I love the inner sense of peace and quiet that each yoga nidra creates, the clarity and creativity that I often experience afterwards. I feel a deep and joyous sense of freedom in allowing myself to ‘just be’ for a while and to surrender into rest, and I am able to access new ways of connection within and without.

For me yoga nidra is like the Great Mother: she holds me and supports me in her nurturing embrace and gifts exactly with what I need every time - whether a little moment of silence and peace, a rest for my tired mama bones, finding a new idea, refining an idea, and more…it is a real treasure of a practice that I wish everyone to experience at least once in their lifetime!

If you are not familiar with yoga nidra, I invite you to try one. If you follow this link you will access a few free nidras by myself and a wonderful team of other teachers/practitioners. And I look forward to welcoming you to a live one soon!


So what is yoga nidra?

Yoga nidra is a state of awareness between wakefulness and sleep; it’s a profound, powerful and healing meditative practice that connects us to our true essence. It is a radical act of self-care and self-love, a nurturing experience of deep freedom within.

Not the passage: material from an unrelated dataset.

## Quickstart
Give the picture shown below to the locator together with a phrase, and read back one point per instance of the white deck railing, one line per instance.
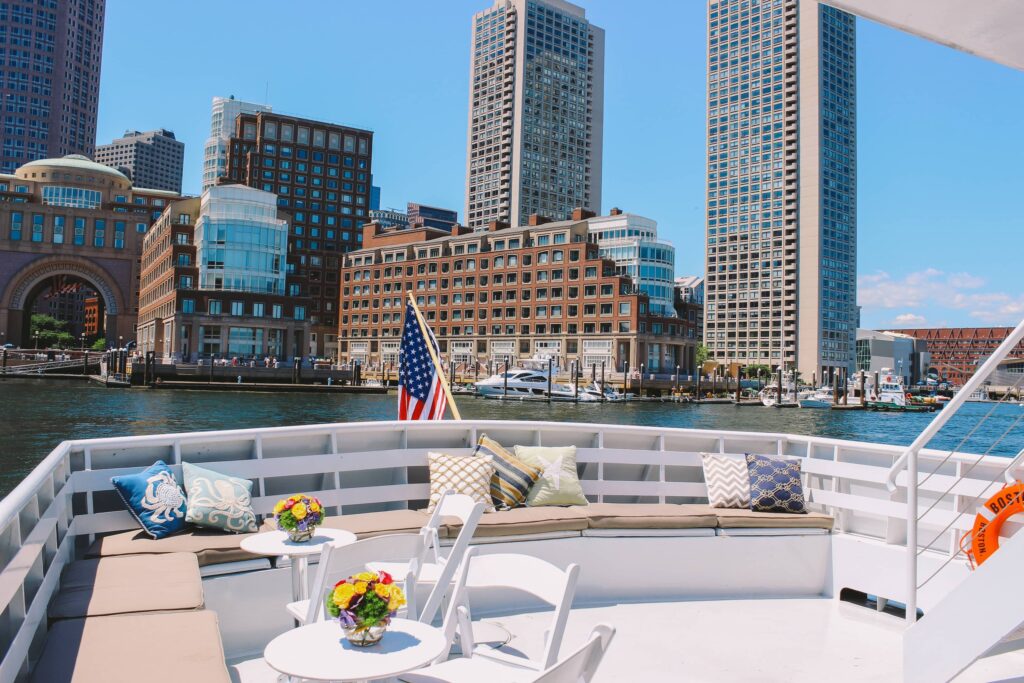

It can be practiced by anyone anywhere and at anytime by following some very simple general guidelines (like lying down or sitting comfortably, keeping the body warm, being in a dark room or covering the eyes to help the mind and the body surrender more easily into the practice).

It has many benefits such as lowering stress levels and tensions in the body and mind, relieving anxiety and depression, stimulating creativity, promoting profound healing, rest and relaxation and bringing you back ‘home to yourself’.

It is said that half an hour of yoga nidra equals two hours of sleep! This is a win win practice that can truly save us, as we go about in our very fast paced lives.